Do you have any suggestion to remove, or at least very significantly tame the overshoot, so that the input of the ADC remains safe ? Also, what would be the best approach to protect the ADC input, would a simple Shottky diode be sufficient ?

Thanks,

Best regards.

  • Please disregard the +/-2.5V power supply values, in real application it is +/- 5V. I need to correct the schematic.

  • Hi Quentin,

    can you show scope plots of the input signals of INA849 and the output signal?

    Eventually, a weak RC input low pass filter can help to make the edges of square wave less steep and by this decrease the overshot.

    Kai

  • Hi Kai,

    Thanks for your answer. I cannot disclose too much details here, but we are already tried adding slopes and we still get the large overshoot as shown in the picture below :

     

    I am considering using a clipping opamp circuit like this one : 

    The overshoot in itself is not an issue for the application, but I want to avoid frying the input of the ADC to which the signal is fed.

    As for the input low-pass filter, it is not an acceptable solution since we need to avoid loading the source as much as possible, hence why a FET input instrumentation amplifier was selected.

  • Hi Quentin,

    I am unable to duplicate the overshoot in INA849 with Gain of 10V/V (20kHz square wave). 


    INA849 Overshoot 09022021.TSC

    Could you check your probe compensation in your scope?
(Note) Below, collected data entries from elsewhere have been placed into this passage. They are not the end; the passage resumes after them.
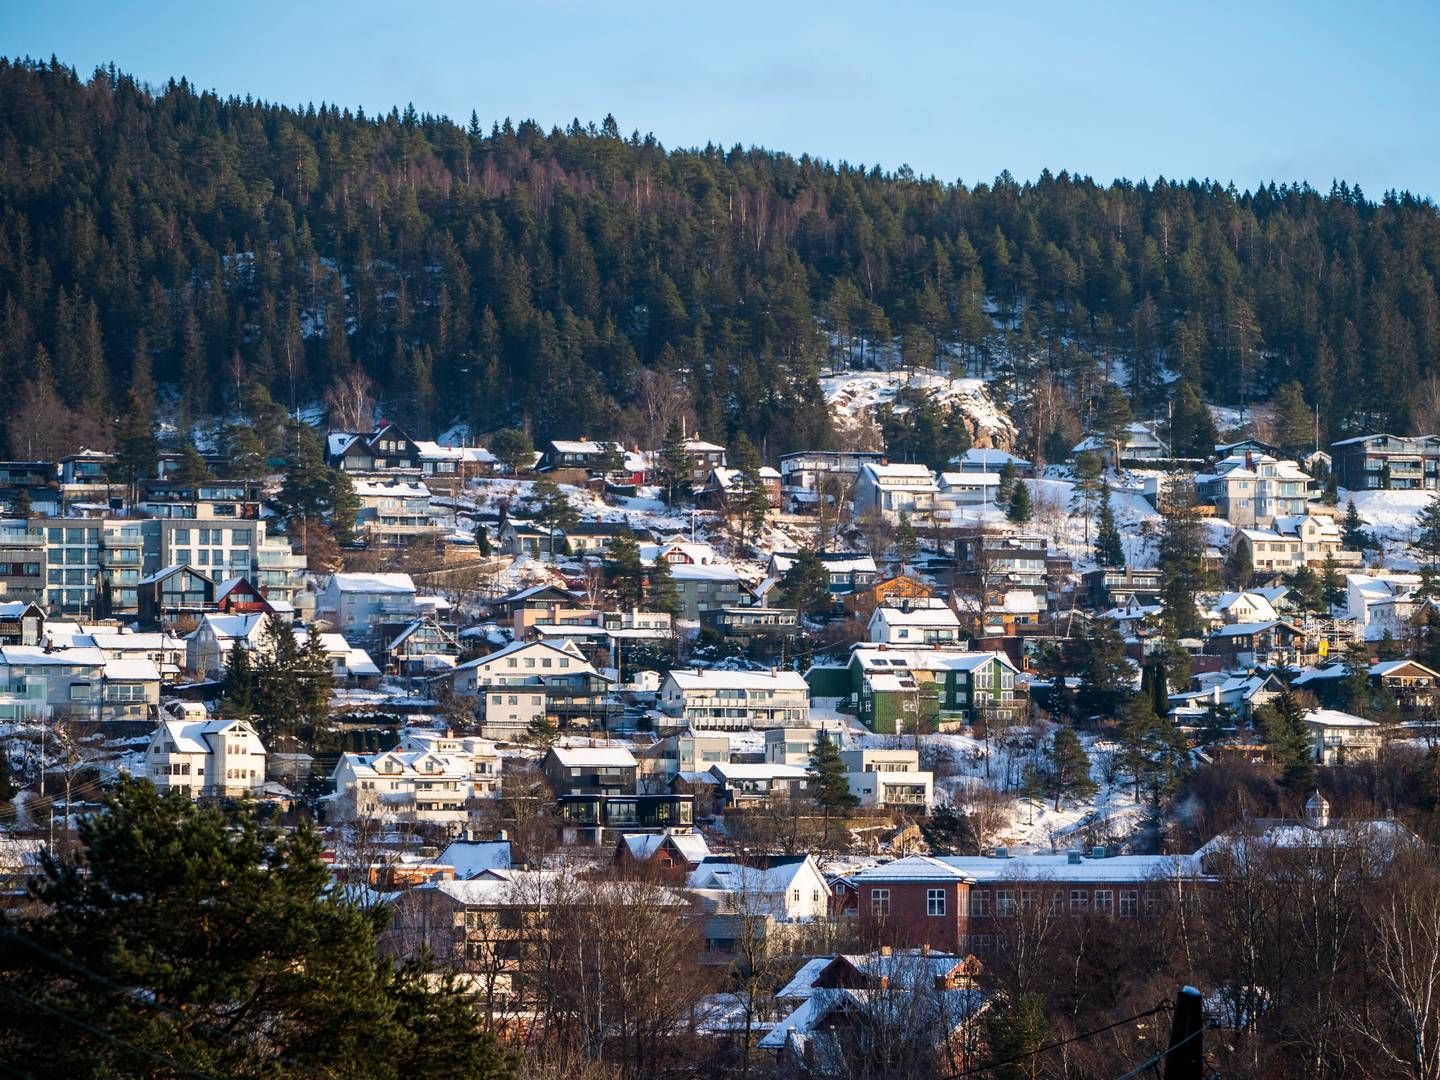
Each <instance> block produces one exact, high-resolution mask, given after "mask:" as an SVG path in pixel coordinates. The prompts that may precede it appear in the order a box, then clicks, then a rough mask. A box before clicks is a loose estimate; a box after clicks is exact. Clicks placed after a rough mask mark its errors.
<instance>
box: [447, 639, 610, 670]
mask: <svg viewBox="0 0 1440 1080" xmlns="http://www.w3.org/2000/svg"><path fill="white" fill-rule="evenodd" d="M528 649H543V651H546V652H552V654H556V655H560V657H564V658H566V660H576V661H579V662H580V667H579V668H577V670H579V671H585V670H590V671H593V670H595V668H593V667H590V662H589V661H588V660H586V658H585V655H583V654H582V652H580V649H579V648H577V647H576V645H575V642H570V641H566V642H560V644H552V642H549V641H514V642H511V644H508V645H505V647H504V648H503V649H497V651H494V652H487V654H485V655H484V657H475V660H469V661H465V662H464V664H461V665H458V667H456V668H455V670H456V671H468V670H471V668H481V667H487V665H488V664H494V662H495V661H497V660H505V658H507V657H510V655H514V654H517V652H526V651H528Z"/></svg>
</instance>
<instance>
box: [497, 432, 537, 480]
mask: <svg viewBox="0 0 1440 1080" xmlns="http://www.w3.org/2000/svg"><path fill="white" fill-rule="evenodd" d="M488 442H490V446H488V448H490V452H491V454H492V455H494V458H495V461H498V462H500V464H501V465H503V467H504V469H505V472H508V474H510V475H511V477H516V475H518V474H521V472H527V471H528V469H530V467H531V464H533V462H534V456H536V446H534V442H531V441H530V435H527V433H526V432H523V431H518V429H516V428H501V429H500V431H497V432H494V433H492V435H491V436H490V439H488Z"/></svg>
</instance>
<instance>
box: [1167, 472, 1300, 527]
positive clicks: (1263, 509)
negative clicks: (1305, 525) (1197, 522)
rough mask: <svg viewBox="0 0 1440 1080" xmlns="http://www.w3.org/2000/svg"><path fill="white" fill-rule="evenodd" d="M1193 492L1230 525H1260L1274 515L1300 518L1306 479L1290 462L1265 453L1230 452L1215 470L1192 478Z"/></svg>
mask: <svg viewBox="0 0 1440 1080" xmlns="http://www.w3.org/2000/svg"><path fill="white" fill-rule="evenodd" d="M1195 495H1197V497H1198V498H1200V500H1201V501H1208V503H1211V504H1214V507H1215V513H1217V514H1218V516H1220V517H1223V518H1225V520H1227V521H1228V523H1230V524H1233V526H1246V527H1254V526H1259V527H1261V528H1264V527H1269V526H1270V524H1272V523H1273V521H1274V520H1276V518H1277V517H1303V516H1305V513H1306V507H1308V504H1309V501H1310V478H1309V477H1308V475H1306V474H1305V472H1303V471H1302V469H1300V467H1299V465H1296V464H1295V462H1293V461H1277V459H1276V458H1272V456H1270V455H1269V454H1260V455H1256V454H1233V455H1231V456H1228V458H1223V459H1221V461H1218V462H1217V464H1215V471H1214V472H1208V474H1201V475H1197V477H1195Z"/></svg>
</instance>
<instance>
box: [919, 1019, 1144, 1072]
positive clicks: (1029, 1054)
mask: <svg viewBox="0 0 1440 1080" xmlns="http://www.w3.org/2000/svg"><path fill="white" fill-rule="evenodd" d="M1171 1008H1172V1007H1171V1004H1169V1002H1168V1001H1162V1002H1161V1004H1159V1005H1156V1007H1155V1008H1152V1009H1145V1012H1136V1014H1135V1015H1133V1017H1126V1018H1125V1020H1117V1021H1115V1022H1113V1024H1106V1025H1104V1027H1103V1028H1093V1030H1092V1031H1083V1032H1080V1034H1079V1035H1070V1038H1061V1040H1057V1041H1054V1043H1047V1044H1045V1045H1043V1047H1035V1048H1034V1050H1027V1051H1025V1053H1024V1054H1015V1056H1014V1057H1007V1058H1004V1060H1002V1061H986V1063H985V1064H984V1066H973V1067H971V1068H965V1070H960V1071H959V1073H950V1074H949V1076H942V1077H937V1080H960V1079H962V1077H966V1076H979V1074H981V1073H989V1071H991V1070H995V1068H1002V1067H1004V1066H1012V1064H1015V1063H1017V1061H1028V1060H1030V1058H1032V1057H1037V1056H1040V1054H1045V1053H1048V1051H1051V1050H1058V1048H1060V1047H1066V1045H1070V1044H1071V1043H1081V1041H1084V1040H1087V1038H1094V1037H1096V1035H1103V1034H1104V1032H1106V1031H1112V1030H1115V1028H1119V1027H1125V1025H1126V1024H1133V1022H1135V1021H1138V1020H1145V1018H1146V1017H1153V1015H1155V1014H1156V1012H1168V1011H1169V1009H1171Z"/></svg>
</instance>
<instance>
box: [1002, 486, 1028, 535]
mask: <svg viewBox="0 0 1440 1080" xmlns="http://www.w3.org/2000/svg"><path fill="white" fill-rule="evenodd" d="M1034 513H1035V511H1034V507H1032V505H1031V503H1030V487H1028V485H1027V484H1025V481H1022V480H1018V481H1015V490H1014V491H1011V492H1009V505H1008V507H1007V508H1005V517H1007V518H1009V521H1012V523H1014V524H1017V526H1024V524H1030V518H1031V517H1034Z"/></svg>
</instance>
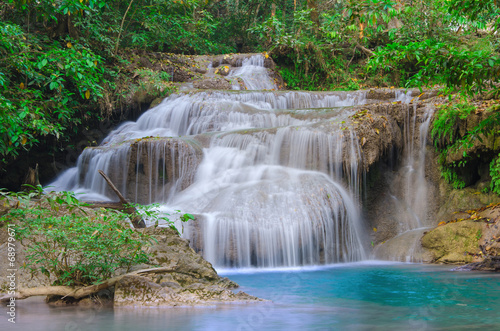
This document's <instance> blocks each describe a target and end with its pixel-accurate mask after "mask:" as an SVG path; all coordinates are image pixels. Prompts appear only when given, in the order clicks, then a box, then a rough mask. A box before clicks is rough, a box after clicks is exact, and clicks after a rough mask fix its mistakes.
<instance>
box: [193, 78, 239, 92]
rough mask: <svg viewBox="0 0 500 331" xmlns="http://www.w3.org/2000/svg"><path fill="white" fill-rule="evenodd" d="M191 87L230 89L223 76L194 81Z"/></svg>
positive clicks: (228, 85)
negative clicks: (209, 78) (221, 76)
mask: <svg viewBox="0 0 500 331" xmlns="http://www.w3.org/2000/svg"><path fill="white" fill-rule="evenodd" d="M193 87H195V88H198V89H212V90H230V89H231V83H230V82H229V81H228V80H227V79H225V78H223V77H213V78H210V79H204V80H200V81H195V82H194V83H193Z"/></svg>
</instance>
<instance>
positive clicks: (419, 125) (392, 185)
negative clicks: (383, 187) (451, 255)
mask: <svg viewBox="0 0 500 331" xmlns="http://www.w3.org/2000/svg"><path fill="white" fill-rule="evenodd" d="M417 99H418V98H415V99H413V98H412V97H411V93H397V94H396V101H401V102H403V103H405V104H406V105H407V108H406V110H407V111H406V112H405V114H404V129H403V136H404V149H403V159H402V162H401V166H400V167H399V168H398V169H397V171H396V172H395V175H394V176H393V177H392V179H391V180H390V184H389V186H390V187H391V188H392V189H391V192H390V195H391V198H392V206H391V207H388V209H390V208H392V209H393V210H394V212H395V214H397V217H398V220H399V222H398V229H397V236H396V237H394V238H392V239H390V240H388V241H387V242H386V243H384V244H382V245H380V246H378V247H377V248H376V249H375V251H374V253H373V255H374V256H375V257H376V258H381V259H388V260H396V261H404V262H420V261H422V259H423V256H424V254H425V252H423V251H422V248H421V245H420V238H421V237H422V235H423V232H424V231H426V230H427V229H429V228H430V227H432V226H433V224H434V219H433V218H432V215H431V211H430V208H429V206H430V205H431V199H432V198H433V194H430V193H431V187H432V185H431V183H430V181H429V179H427V178H426V176H425V166H426V145H427V135H428V131H429V127H430V123H431V118H432V115H433V112H434V109H433V108H432V107H427V108H426V109H424V111H423V112H417V102H413V101H415V100H417ZM410 102H413V105H410V104H409V103H410Z"/></svg>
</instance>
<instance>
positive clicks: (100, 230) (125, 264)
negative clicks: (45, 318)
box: [0, 188, 155, 285]
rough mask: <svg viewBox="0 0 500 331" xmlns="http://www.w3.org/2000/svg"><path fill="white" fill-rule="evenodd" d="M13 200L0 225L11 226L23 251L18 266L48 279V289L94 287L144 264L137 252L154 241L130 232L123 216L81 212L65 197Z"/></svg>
mask: <svg viewBox="0 0 500 331" xmlns="http://www.w3.org/2000/svg"><path fill="white" fill-rule="evenodd" d="M40 190H41V188H40ZM37 194H40V192H37ZM17 198H18V199H19V202H20V204H19V208H16V209H11V210H10V211H9V213H7V214H6V215H4V216H2V217H1V218H0V221H2V222H6V223H14V224H15V226H16V235H17V236H18V238H17V239H18V240H20V241H21V242H22V244H23V245H25V247H26V250H27V255H26V261H25V266H24V267H25V268H27V269H29V270H31V272H33V273H35V272H37V271H38V270H40V271H41V272H42V273H43V274H45V275H46V276H47V277H52V279H54V285H89V284H95V283H98V282H101V281H103V280H105V279H106V278H109V277H111V276H112V275H113V273H114V272H115V271H116V270H117V269H118V268H125V269H127V270H128V268H130V267H131V266H132V265H134V264H139V263H145V262H147V261H148V256H147V255H146V253H144V251H143V250H142V249H143V248H144V247H145V246H147V245H150V244H152V243H153V242H154V240H155V239H154V238H152V237H151V236H148V235H146V234H144V233H142V232H139V231H135V230H134V229H133V228H131V226H130V224H129V222H128V220H127V217H128V215H126V214H123V213H121V212H118V211H109V210H103V209H96V210H89V209H84V208H83V207H85V205H83V204H81V203H80V202H78V200H77V199H76V198H75V196H74V195H73V193H70V192H60V193H57V194H56V193H51V194H47V195H41V198H40V200H39V201H33V200H32V199H31V198H33V193H31V194H28V195H23V194H17Z"/></svg>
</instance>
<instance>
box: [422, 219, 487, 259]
mask: <svg viewBox="0 0 500 331" xmlns="http://www.w3.org/2000/svg"><path fill="white" fill-rule="evenodd" d="M484 228H485V224H484V223H481V222H474V221H471V220H467V221H462V222H456V223H449V224H446V225H442V226H438V227H437V228H435V229H433V230H431V231H429V232H427V234H425V235H424V236H423V237H422V246H423V247H424V248H427V249H428V250H430V251H431V252H432V254H433V259H432V262H439V263H457V264H460V263H469V262H472V259H473V254H477V253H478V252H479V248H478V247H479V240H480V239H481V237H482V233H483V231H484Z"/></svg>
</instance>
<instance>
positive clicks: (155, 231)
mask: <svg viewBox="0 0 500 331" xmlns="http://www.w3.org/2000/svg"><path fill="white" fill-rule="evenodd" d="M142 231H145V232H146V233H148V234H151V235H153V236H154V237H155V238H156V239H157V241H158V243H157V244H155V245H154V246H152V247H150V248H148V250H147V251H148V252H149V253H150V254H151V255H152V256H153V258H152V260H151V261H150V264H149V265H150V266H164V267H172V268H173V269H175V271H174V272H168V273H163V274H154V275H150V276H127V277H124V278H123V279H122V280H121V281H120V282H119V283H118V284H117V285H116V286H115V295H114V305H115V307H122V306H178V305H204V304H214V303H220V302H251V301H259V300H260V299H258V298H256V297H253V296H250V295H248V294H246V293H244V292H239V293H237V294H236V293H234V292H233V291H232V290H231V289H233V288H236V287H237V286H238V285H237V284H236V283H234V282H232V281H231V280H229V279H227V278H222V277H220V276H218V275H217V273H216V272H215V270H214V268H213V267H212V265H211V264H210V263H209V262H207V261H206V260H205V259H203V258H202V257H201V255H199V254H197V253H195V252H194V251H193V249H191V248H190V247H189V241H188V240H185V239H182V238H180V237H179V236H178V235H177V234H176V233H175V231H174V230H172V229H170V228H153V227H150V228H147V229H143V230H142ZM141 267H144V266H141ZM136 268H139V266H137V267H136Z"/></svg>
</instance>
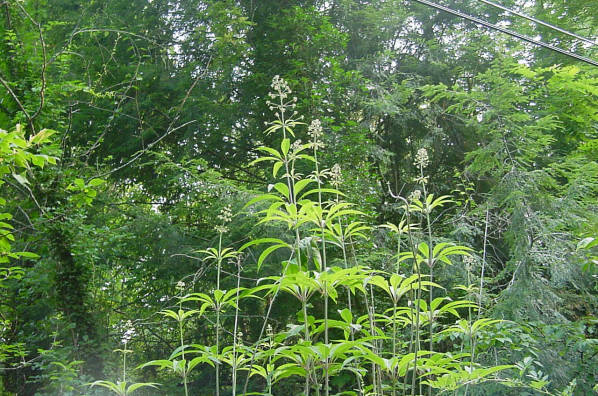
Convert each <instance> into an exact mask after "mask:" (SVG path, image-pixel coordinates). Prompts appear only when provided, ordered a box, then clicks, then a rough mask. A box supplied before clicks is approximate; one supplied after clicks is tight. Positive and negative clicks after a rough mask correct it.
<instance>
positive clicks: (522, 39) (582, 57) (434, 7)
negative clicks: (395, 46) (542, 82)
mask: <svg viewBox="0 0 598 396" xmlns="http://www.w3.org/2000/svg"><path fill="white" fill-rule="evenodd" d="M413 1H416V2H418V3H421V4H424V5H427V6H428V7H433V8H436V9H438V10H441V11H444V12H448V13H449V14H453V15H456V16H458V17H460V18H463V19H467V20H469V21H471V22H475V23H477V24H478V25H482V26H485V27H487V28H490V29H494V30H497V31H499V32H501V33H505V34H508V35H509V36H512V37H516V38H518V39H520V40H523V41H527V42H528V43H531V44H534V45H538V46H540V47H544V48H548V49H550V50H552V51H556V52H558V53H561V54H563V55H566V56H569V57H571V58H575V59H577V60H580V61H582V62H585V63H588V64H590V65H593V66H598V62H597V61H595V60H593V59H590V58H586V57H585V56H581V55H578V54H575V53H573V52H570V51H567V50H564V49H562V48H559V47H555V46H554V45H551V44H547V43H545V42H543V41H540V40H535V39H533V38H531V37H529V36H526V35H523V34H519V33H517V32H514V31H512V30H509V29H505V28H502V27H500V26H498V25H495V24H493V23H490V22H486V21H484V20H482V19H479V18H476V17H474V16H471V15H468V14H464V13H462V12H460V11H456V10H453V9H451V8H448V7H445V6H443V5H440V4H436V3H432V2H431V1H428V0H413Z"/></svg>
I want to rule out the possible artificial effect. 

    Best,

    Raymond

  • Hi Raymond, all the connections are done through SMA cables directly to the scope, there are no probes and no probe compensation engaged.

  • Please note that one of the input is connected to a 50 Ohms source and the other to an high impedance load (> 1 kOhms). A 50 Ohms resistance is connected between the two inputs as well.

  • Hi Quentin,

    this is normal small signal step response, as shown in the datasheet.

    Kai

  • Hi Quentin,

    I'm a bit confused. Please tell us why you have chosen an INA for this purpose.

    With what signal do you want to feed the ADC3643? With a square wave? With varying amplitude? And why must the square wave have steep edges? What parameter of square wave do you want to analyze with the ADC? Would a peak detector and a much slower ADC also do?

    Kai

  • Hi Kai,

    Thank you for your answers. The small signal responses overshoot in the datasheet are definitely not as dramatic as what I have observed, but it may therefore be better to increase the gain.

    I use the ADC as a voltmeter to measure the amplitude of the square wave when it is stabilized. I needed a fast instrumentation amplifier to measure precisely these steps amplitude without influencing the source and the load. Otherwise I would have used a differential amplifier but these have 50 Ohms inputs which is not acceptable in my case.

    Going slower is not an option, we need to be as fast as possibly allowed by the INA to get a good, flat signal section to measure with the ADC.

    Steep edges are not mandatory at all and we actually already implemented smoother one that improved the response, but overshoot is still there. I will consider increasing the gain and decreasing the input amplitude, and introduce shottky diodes at the output to protect the ADC.


    Unfortunately I cannot disclose too much informations in this public forum... But thank you for your help.